28.1 The ggplot philosophy

The basic idea of ggplot is that a plot is a series of layers that you put on top of each other. Imagine it like an empty canvas, and like a painter, you add layer upon layer until you have a complete graph. In particular, ggplot needs three layers to give us something functional. Below, we will show how this might look using the dataset gapminder again.

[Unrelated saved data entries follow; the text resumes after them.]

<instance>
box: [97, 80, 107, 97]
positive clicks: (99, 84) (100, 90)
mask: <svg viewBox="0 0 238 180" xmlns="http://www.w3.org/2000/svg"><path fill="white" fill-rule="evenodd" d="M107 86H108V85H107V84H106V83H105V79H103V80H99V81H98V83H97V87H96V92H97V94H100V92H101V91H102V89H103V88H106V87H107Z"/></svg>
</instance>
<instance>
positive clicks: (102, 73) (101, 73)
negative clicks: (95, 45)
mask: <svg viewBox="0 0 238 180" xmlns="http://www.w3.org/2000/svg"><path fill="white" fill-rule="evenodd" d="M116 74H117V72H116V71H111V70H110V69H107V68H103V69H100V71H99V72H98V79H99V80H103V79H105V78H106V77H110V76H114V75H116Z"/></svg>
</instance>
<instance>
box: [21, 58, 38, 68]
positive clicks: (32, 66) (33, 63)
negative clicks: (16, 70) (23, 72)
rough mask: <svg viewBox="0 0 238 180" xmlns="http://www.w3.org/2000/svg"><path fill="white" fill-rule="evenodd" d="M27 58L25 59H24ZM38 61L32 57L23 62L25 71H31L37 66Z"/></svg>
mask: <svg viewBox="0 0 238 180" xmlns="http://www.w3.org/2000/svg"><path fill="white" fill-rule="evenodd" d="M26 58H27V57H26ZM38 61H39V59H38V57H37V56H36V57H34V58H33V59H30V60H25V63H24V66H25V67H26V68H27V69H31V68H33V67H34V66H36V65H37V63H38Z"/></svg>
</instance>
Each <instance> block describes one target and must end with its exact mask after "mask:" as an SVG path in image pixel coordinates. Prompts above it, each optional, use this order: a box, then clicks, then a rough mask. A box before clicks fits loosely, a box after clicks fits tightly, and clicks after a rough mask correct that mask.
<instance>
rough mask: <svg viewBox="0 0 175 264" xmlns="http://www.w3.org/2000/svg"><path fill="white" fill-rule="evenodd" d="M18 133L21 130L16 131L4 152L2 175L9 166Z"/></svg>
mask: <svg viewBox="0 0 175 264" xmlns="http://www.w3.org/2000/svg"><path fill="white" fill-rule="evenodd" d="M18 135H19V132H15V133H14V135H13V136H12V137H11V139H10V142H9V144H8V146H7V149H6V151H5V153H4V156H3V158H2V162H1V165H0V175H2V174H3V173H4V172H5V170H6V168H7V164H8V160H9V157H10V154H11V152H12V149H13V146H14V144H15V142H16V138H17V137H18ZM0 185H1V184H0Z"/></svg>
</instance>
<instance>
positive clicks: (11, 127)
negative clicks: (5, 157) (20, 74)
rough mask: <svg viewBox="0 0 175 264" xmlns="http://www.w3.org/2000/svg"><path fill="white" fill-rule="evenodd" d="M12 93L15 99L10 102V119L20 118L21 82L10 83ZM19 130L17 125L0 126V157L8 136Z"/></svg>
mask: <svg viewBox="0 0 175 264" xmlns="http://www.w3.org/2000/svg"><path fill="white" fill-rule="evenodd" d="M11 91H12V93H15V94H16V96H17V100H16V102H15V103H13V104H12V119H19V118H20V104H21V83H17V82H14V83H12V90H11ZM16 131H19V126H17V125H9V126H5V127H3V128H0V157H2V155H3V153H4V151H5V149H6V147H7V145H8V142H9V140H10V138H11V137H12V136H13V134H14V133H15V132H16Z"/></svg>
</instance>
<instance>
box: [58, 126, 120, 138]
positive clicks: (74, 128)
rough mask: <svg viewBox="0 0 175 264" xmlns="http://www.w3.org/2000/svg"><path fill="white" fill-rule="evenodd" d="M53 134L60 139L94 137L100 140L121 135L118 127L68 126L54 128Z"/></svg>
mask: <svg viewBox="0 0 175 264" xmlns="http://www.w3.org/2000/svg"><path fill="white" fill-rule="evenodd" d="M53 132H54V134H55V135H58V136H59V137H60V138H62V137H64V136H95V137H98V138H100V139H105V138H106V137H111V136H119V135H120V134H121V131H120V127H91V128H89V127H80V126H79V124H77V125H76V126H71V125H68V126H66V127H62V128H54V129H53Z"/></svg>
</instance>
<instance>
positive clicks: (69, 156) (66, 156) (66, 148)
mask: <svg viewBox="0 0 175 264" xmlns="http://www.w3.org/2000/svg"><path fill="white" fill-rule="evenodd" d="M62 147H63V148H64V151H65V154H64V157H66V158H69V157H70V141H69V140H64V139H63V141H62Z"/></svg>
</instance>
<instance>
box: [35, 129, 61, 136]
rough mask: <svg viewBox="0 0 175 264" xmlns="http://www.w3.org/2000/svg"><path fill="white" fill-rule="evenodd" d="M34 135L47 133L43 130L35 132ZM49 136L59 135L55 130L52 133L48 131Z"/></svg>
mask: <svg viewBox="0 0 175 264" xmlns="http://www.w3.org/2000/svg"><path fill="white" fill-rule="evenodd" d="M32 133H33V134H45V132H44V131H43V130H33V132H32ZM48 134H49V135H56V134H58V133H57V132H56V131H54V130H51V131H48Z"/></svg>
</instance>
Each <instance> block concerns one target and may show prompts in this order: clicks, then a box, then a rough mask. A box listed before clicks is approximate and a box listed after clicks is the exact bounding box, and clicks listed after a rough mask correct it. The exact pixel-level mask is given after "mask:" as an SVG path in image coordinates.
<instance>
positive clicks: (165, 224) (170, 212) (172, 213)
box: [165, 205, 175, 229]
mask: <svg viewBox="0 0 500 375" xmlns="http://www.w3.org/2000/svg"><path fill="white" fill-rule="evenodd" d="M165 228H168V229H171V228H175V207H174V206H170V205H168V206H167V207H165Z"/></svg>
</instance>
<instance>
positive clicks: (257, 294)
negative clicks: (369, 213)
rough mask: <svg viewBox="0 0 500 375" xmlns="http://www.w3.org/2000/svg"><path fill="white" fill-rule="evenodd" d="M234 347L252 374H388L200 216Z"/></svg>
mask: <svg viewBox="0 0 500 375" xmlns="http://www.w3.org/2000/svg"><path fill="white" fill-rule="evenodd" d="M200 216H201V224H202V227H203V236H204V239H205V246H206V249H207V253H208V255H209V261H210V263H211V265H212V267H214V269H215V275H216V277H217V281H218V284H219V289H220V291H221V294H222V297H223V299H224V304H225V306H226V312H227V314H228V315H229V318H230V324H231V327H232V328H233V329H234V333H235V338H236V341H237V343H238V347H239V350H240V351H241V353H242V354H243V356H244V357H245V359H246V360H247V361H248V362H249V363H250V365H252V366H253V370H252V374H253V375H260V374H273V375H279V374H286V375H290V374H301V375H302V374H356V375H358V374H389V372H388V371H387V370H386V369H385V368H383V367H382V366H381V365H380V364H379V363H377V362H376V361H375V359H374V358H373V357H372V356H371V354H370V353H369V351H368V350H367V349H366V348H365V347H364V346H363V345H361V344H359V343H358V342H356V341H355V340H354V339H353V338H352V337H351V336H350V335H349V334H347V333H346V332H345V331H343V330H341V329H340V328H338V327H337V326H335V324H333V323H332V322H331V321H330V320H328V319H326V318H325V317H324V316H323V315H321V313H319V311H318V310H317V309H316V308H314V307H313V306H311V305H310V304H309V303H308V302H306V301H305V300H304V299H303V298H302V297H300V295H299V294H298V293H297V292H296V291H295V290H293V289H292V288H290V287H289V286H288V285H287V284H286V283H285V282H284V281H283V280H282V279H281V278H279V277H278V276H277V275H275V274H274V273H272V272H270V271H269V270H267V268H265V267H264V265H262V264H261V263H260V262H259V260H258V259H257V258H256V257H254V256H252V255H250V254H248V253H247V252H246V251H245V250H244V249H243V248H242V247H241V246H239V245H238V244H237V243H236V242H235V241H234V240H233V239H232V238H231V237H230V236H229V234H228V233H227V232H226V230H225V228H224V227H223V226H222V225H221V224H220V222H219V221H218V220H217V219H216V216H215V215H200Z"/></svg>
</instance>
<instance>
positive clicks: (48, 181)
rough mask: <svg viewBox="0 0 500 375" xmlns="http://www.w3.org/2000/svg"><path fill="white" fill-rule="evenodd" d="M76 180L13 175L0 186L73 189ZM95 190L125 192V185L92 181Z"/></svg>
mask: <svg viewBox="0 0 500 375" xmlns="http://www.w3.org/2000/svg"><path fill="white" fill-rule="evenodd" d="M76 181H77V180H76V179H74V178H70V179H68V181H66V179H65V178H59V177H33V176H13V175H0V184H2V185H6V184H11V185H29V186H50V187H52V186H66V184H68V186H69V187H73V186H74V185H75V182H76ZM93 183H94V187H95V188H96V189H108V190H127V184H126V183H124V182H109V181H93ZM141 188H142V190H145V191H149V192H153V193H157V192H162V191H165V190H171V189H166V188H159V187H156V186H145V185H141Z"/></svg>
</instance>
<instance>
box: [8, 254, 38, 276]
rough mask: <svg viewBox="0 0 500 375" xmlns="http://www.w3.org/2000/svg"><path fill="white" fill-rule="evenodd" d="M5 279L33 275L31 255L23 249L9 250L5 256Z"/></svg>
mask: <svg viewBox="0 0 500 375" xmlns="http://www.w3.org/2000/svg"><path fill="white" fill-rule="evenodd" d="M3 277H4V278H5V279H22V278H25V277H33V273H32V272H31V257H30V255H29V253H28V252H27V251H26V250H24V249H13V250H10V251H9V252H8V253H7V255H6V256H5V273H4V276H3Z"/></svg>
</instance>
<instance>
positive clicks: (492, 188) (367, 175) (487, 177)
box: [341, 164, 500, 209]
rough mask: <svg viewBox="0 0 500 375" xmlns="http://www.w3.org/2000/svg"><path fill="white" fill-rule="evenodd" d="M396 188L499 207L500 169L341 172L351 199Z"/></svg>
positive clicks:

Layer 1 The first layer is the empty canvas. It looks like a blank slate where anything can be drawn, but it is confined to the data you want to use. In other words, in the first layer, you decide which data you want. You initiate this by calling ggplot() on the name of the dataset you are using.

library(ggplot2)

gapminder::gapminder %>%
  ggplot()

Layer 2 In the second layer, we need to tell ggplot which variables from the dataset we want to plot. We use the function aes() inside the ggplot() function to do this. Here, we tell ggplot to plot the variable “lifeExp”. Notice how the variable has become present on the X-axis of the plot.

gapminder::gapminder %>%
  ggplot(aes(lifeExp))

Layer 3 In the last layer, need to tell ggplot which type of plot we want. These are specified using the geom_ function. For example, if we want a histogram, we write geom_histogram. We’ll learn a few other plot types below.

gapminder::gapminder %>%
  ggplot(aes(lifeExp)) +
  geom_histogram()

Now we have a fully functional plot! This plot tells us the life expectancy for different countries over different years. More technically, it shows us how many times different values on the “lifeExp” variable occur in the dataset. The most common life expectancy for countries in the world between the years 1952 and 2007 appears to be about 70 years.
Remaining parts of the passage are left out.